Isabella Mader: „Wir leben in einer Zeit, in der alle klagen, keine Zeit mehr zu haben und überarbeitet
zu sein. Wir werden uns helfen lassen müssen. Die Frage ist, wofür wir die Systeme einsetzen.
Sinnvoll ist es, wenn das System bei der Textierung hilft und so der Belegschaft Zeit spart. Entscheidend ist die Befähigung der Gesellschaft, mit der Technologie umzugehen. Verbote bringen
gar nichts und werfen uns nur um Jahrzehnte zurück.
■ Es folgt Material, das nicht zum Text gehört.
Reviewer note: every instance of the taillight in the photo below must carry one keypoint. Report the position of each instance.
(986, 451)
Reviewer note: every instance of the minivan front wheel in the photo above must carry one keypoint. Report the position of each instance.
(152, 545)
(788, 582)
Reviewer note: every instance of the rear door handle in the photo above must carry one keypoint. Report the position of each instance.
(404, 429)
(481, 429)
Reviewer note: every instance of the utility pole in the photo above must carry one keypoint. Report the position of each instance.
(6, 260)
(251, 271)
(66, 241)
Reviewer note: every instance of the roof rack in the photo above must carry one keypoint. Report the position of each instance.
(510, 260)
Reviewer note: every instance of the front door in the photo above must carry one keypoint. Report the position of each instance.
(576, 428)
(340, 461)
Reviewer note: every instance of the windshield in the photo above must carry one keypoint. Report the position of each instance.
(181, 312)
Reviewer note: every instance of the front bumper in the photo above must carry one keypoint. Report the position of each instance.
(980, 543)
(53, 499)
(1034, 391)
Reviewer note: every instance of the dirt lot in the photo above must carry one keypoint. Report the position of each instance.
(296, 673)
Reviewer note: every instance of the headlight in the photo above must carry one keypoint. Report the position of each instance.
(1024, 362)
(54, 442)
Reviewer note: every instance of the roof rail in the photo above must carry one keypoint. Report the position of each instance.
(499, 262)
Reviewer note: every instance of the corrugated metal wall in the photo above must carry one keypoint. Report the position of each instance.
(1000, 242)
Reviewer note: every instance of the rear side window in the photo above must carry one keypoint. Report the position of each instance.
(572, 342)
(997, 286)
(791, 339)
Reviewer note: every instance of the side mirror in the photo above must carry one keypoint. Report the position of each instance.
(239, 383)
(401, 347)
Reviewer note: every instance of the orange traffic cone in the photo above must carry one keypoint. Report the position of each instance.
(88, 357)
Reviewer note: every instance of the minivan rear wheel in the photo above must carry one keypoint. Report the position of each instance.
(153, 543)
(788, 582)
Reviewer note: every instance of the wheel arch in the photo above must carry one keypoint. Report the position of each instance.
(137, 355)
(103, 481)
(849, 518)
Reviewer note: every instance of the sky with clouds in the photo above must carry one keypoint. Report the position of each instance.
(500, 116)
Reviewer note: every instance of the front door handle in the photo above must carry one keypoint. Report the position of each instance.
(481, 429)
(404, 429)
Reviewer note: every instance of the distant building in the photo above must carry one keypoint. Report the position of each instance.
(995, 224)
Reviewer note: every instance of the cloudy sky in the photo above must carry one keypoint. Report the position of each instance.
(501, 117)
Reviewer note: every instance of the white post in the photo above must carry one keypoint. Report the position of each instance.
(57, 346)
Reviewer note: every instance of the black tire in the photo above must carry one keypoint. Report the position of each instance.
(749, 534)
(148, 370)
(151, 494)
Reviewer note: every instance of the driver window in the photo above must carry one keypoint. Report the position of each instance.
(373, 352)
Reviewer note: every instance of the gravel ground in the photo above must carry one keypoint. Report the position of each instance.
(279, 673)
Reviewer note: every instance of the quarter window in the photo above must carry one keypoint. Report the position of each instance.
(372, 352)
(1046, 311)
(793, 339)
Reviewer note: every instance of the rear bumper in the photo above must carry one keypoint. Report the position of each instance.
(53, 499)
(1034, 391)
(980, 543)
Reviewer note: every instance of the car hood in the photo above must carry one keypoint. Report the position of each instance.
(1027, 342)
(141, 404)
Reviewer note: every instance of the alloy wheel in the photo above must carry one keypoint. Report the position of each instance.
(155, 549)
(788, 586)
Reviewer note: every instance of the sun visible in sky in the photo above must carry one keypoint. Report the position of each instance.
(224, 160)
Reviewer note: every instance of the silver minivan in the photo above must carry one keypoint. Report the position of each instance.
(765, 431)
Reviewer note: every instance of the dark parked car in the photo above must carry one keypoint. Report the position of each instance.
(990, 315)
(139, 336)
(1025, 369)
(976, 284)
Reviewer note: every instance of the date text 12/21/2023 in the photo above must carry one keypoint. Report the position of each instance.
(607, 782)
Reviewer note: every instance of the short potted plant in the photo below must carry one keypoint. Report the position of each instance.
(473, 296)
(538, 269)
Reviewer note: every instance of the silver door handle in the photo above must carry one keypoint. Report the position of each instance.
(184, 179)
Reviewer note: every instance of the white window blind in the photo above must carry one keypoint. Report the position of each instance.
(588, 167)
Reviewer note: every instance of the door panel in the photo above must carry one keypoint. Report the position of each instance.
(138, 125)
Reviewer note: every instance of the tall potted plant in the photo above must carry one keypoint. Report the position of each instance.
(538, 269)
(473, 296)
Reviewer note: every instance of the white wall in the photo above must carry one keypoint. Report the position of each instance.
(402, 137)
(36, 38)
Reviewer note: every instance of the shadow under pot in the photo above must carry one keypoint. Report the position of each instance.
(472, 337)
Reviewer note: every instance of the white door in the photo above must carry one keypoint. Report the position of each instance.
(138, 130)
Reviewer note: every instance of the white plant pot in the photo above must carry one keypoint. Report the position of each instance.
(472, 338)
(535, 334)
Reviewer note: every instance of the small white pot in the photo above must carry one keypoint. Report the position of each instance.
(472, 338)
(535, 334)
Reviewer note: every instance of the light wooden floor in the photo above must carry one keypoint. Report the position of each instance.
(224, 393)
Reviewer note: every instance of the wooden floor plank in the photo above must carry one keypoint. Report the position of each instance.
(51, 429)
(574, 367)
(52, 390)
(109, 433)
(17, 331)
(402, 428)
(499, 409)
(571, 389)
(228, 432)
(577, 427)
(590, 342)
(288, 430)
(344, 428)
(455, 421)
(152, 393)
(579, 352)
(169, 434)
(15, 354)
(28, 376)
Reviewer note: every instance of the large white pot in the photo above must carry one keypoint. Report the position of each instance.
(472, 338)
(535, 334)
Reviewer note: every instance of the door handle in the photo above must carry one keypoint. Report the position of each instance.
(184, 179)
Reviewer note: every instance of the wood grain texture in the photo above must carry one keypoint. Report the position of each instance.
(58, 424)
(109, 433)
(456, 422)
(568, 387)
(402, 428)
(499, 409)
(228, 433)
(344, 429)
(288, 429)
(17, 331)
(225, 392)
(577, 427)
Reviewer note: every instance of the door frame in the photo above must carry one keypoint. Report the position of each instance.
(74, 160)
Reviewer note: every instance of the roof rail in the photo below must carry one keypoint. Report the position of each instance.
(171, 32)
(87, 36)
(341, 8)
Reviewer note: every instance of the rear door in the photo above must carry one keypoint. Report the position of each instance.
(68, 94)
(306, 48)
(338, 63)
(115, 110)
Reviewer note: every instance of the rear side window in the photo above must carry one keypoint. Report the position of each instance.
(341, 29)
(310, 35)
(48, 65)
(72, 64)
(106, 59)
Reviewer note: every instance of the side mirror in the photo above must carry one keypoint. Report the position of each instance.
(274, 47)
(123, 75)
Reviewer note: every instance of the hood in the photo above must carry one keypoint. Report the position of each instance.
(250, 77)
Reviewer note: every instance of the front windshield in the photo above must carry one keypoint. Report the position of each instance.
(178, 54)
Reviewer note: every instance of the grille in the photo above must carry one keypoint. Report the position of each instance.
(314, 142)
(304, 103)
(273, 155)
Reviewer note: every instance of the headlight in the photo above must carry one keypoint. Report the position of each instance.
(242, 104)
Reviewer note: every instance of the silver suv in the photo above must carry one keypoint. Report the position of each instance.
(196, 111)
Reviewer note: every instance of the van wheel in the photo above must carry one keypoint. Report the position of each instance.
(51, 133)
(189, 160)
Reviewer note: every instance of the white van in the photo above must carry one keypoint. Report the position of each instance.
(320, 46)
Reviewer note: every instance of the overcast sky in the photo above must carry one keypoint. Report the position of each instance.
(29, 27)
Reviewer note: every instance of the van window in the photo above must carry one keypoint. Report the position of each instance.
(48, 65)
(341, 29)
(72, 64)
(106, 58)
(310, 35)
Und diese Zeit werden Cyberkriminelle nutzen.“
KI kann nicht Urheber sein
Ein wesentlicher Aspekt zum Thema ChatGPT ist außerdem die rechtliche Perspektive. „Laut Gesetz ist der Urheber eine natürliche Person. Dem folgend kann eine KI nicht Urheber sein“, erklärte Alexandra Ciarnau, Wirtschaftsanwältin und Co-Leiterin der Digital Industries Group bei DORDA. „Wenn die KI nur meine Befehle ausübt, dann gehören die Resultate mir. Das ist eine spannende Abgrenzungsfrage. Denn wie viel Anweisungen muss ich der KI geben, damit es mein Werk ist?“
Spannend werde es beim Thema Haftbarkeit. Ciarnau: „Künstliche Intelligenz ist noch lange keine juristische Person, sie ist ein Werkzeug. Wer ist also für Schäden verantwortlich, die durch KI entstehen? Zum Beispiel ist Diskriminierung, die durch einen Chatbot entstanden ist, schwer nachweisbar. Künftig wird man hier sehr viel in Security und die Umsetzung der neuen Anforderungen nach dem AI Act investieren müssen.“
Angeregte Diskussion
Weitere Aspekte der künstlichen Intelligenz wie die gesunde Balance zwischen Datenschutz und Innovation, ethische Bedenken oder Fragen der Resilienz diskutierten in der Folge die CFO der Austria Presseagentur und Geschäftsführerin von Gentics Software, Doris Pokorny, Phoenix Contact-Österreich-Geschäftsführer Thomas Lutzky, der Geschäftsführer des Horizont-Verlages, Markus Gstöttner, Marlene Halikias, Partnerin bei Grant Thornton, Hermann Obermair von der
Andritz AG, Anwältin Huberta Gheneff, die IFWK-Mitglieder Silvia d ́Orazio und Susanna Janovsky sowie der Generalsekretär der Handelskammer Schweiz, Österreich und Liechtenstein, Urs Weber, und die neu bestellte Geschäftsführerin des Wissenschaftlichen Senats des Public Relations Verbandes Austria, Gerlinde Layr-Gizycki.